Before that first bell of the school year rings and while you’re checking off your back-to-school list, the Wisconsin Optometric Association encourages you to have your child’s eyes examined. According to the Vision Counsel of America, one in four children has a vision problem that can interfere with learning.
“I had three kids yesterday that were brought in basically for what parents call routine eye exams,” said Dr. Jeff Sarazen, an optometrist at Envision Eye Care in Wausau. “All three had undetected vision problems that were moderately severe too. It’s very common,” he said.
Dr. Sarazen says nearsightedness typically shows up in children around 2nd or 3rd grade, but farsightedness can become a problem much earlier, at age 3 or 4. Children can also have other vision problems, including one of two types of lazy eye or congenital cataracts.

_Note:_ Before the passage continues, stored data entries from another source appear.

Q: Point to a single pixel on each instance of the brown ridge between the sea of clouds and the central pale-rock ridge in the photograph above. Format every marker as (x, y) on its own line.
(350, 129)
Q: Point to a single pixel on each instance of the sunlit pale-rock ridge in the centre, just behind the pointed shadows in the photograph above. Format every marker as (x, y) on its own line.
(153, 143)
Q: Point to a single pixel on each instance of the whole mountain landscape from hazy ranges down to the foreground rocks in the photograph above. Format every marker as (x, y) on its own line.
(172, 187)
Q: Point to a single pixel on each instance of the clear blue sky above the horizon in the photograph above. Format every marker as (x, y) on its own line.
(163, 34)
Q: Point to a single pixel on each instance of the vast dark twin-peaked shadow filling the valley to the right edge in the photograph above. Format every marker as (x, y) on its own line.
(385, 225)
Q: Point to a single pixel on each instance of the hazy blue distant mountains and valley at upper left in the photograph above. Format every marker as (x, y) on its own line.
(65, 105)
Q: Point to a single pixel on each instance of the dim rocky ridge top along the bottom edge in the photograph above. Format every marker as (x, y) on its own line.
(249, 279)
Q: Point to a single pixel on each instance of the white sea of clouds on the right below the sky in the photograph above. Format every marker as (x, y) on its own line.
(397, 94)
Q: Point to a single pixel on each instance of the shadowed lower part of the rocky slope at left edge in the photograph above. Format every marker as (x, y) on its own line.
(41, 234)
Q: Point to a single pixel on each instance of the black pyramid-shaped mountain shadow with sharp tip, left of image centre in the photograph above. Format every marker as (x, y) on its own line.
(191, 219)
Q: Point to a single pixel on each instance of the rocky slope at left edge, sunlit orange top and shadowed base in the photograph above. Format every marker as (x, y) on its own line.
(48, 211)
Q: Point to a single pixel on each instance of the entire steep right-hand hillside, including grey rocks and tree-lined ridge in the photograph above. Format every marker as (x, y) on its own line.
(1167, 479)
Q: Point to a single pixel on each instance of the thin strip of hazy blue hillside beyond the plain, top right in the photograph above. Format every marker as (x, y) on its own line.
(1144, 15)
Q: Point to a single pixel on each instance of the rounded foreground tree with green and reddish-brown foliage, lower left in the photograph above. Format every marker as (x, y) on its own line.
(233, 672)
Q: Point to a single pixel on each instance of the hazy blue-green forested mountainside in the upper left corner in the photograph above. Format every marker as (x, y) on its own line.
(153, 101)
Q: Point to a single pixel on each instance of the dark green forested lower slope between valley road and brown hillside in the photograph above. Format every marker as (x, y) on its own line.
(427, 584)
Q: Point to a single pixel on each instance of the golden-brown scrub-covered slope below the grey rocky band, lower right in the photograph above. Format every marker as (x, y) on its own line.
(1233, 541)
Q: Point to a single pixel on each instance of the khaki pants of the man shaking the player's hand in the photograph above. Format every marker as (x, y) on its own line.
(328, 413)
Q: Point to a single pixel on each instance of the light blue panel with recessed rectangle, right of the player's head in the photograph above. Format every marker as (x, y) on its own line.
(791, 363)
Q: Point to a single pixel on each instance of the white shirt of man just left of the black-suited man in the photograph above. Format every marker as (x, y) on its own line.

He suggests children have their first eye exam between the ages of 6 and 9 months, which can be done by their pediatrician, but he recommends a formal eye exam with an optometrist before a child enters kindergarten. Children who have vision problems need to be seen annually, and those without should be tested every two years.
Early detection and treatment of eye problems is crucial for a child’s future.
“Eighty percent of learning is through vision, so if your vision is failing or you’re struggling with vision, you’re gonna have difficulty learning,” Dr. Sarazen said. “It can really slow down their learning process in the classroom.”
Even more troubling, young children with vision problems can’t articulate that there’s something wrong, because it’s the only reality they’ve ever known. Most schools perform eye exams for children in 2nd grade, but Dr. Sarazen says they don’t check for farsightedness or the health of the eyes.
Parents and teachers can look for signs of vision troubles in kids including rubbing their eyes, being disruptive in the classroom, or having trouble focusing and daydreaming. Dr. Sarazen says some children with vision problems are misdiagnosed with attention deficit hyperactivity disorder, or ADHD, which carry similar symptoms.
Because poor vision is genetic, many children whose parents wear glasses or contacts will follow in their footsteps, another indicator to be aware of.
A routine eye exam for a child costs between $80 and $140, and glasses can cost less than $50 to more than several hundred dollars. Insurance doesn’t always cover vision. If your family needs help paying for treatment, you can reach out to Vision USA, which is an organization that provides free eye exams to low income Americans.